Intanto il lavoro di Reja non è uguale per tutti: c’è chi deve lavorare più sulla forza e chi sull’agilità, i difensori hanno movimenti diversi dai centrocampiti e dagli attaccanti, i portieri devono esplodere i riflessi e diventare immensi tra i pali per chiudere l’orizzonte agli attaccanti. Appunto, si lavora in questo modo.
Lotito ha scelto un tecnico di buon senso, come tuta la lunga carriera di Reja attesta. L’allenatore goriziano vanta nel suo palmares quattro promozioni e attestazioni di stima che lo hanno accompagnato da Pescara a Vicenza, da Napoli portato in serie A dalla C fino alla Lazio, tirata fuori dalle sabbie mobili qualche anno addietro. Logica semplice: i difensori facciano i difensori, i destri a destra e mancini a sinistra, chi deve attaccare parta più vicino possibile alla porta avversaria. Elementare, no?
Non solo come allenatore Reja ha mostrato buon senso, ma fin da ragazzo ha dato prova di affidabilità arrivando a Ferrara, nella Spal di Paolo Mazza (che si affidava come talent scout a un affascinante scopritore come Lupo per battere il Friuli Venezia Giulia) assieme a Fabio Capello. I due – rimasti amici ancora adesso – facevano coppia di mezze ali con dietro a suggerire mosse e atteggiamenti Osvaldo Bagnoli, saggio allora per età e per aver frequentato nel Milan califfi come Schiaffino e Liedholm. I tre erano già registi in campo come lo sono diventati dopo in panchina.
Pochi gol nel carnet di Reja giocatore ma tanta corsa e recuperi a favore dei compagni. Cinque campionati con la Spal e altrettanti a Palermo dove ha condiviso molte partite con Enzo Ferrari, attaccante di ottima levatura. Dopo dieci anni ad alti livelli, la chiusura di carriera al Benevento e poi il lavoro di allenatore. Mai polemiche, mai proclami.
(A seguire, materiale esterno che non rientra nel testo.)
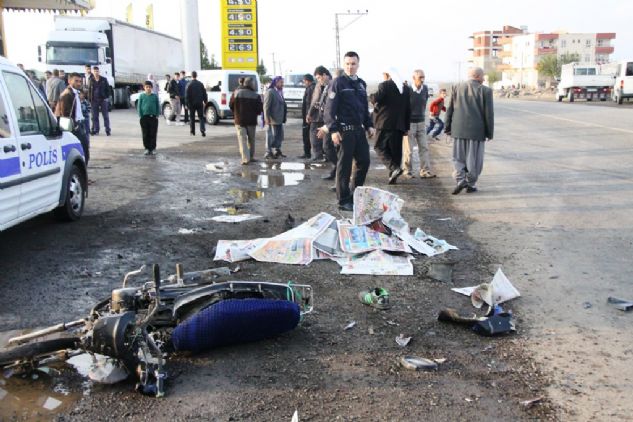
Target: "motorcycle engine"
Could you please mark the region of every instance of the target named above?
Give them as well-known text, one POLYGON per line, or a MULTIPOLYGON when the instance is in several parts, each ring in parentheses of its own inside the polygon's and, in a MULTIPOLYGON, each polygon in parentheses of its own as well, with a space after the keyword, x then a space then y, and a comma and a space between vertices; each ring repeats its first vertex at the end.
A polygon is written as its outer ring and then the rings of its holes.
POLYGON ((136 309, 134 304, 136 290, 134 287, 112 290, 112 300, 110 302, 112 312, 119 314, 134 311, 136 309))

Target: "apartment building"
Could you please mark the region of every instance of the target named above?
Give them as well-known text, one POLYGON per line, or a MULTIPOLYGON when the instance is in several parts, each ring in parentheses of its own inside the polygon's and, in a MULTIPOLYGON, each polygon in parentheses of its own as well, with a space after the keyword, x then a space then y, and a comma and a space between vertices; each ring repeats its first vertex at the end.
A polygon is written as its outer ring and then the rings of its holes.
POLYGON ((486 74, 501 73, 503 86, 544 87, 548 78, 536 68, 542 57, 577 54, 581 63, 607 63, 613 54, 615 33, 528 33, 526 27, 504 26, 502 31, 474 33, 471 61, 486 74), (490 44, 486 44, 488 33, 490 44))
Costretto a esonerarlo dalla panchina napoletana per dissidi con la piazza, De Laurentis lo salutò con i complimenti: «Reja sappia che a Napoli potrà tornare quando vuole, come a casa sua». Evidentemente l’uomo ha sempre dimostrato correttezza di rapporti anche nei momenti più difficili.
Momenti difficili come questi alla Lazio, dove ha trovato certamente una rosa di nomi importanti come forse mai nella sua carriera ma dove questi nomi sembrano senza il fuoco dell’entusiasmo. Senza entusiasmo non si cambia il corso degli eventi. Lotito ha puntato sull’uomo saggio e non su un emergente che non sempre è sinonimo di successo. Con Reja non si perde tempo né denari (pare che la cifra per sei mesi si aggiri sui 500 mila euro) ma si punta all’usato garantito.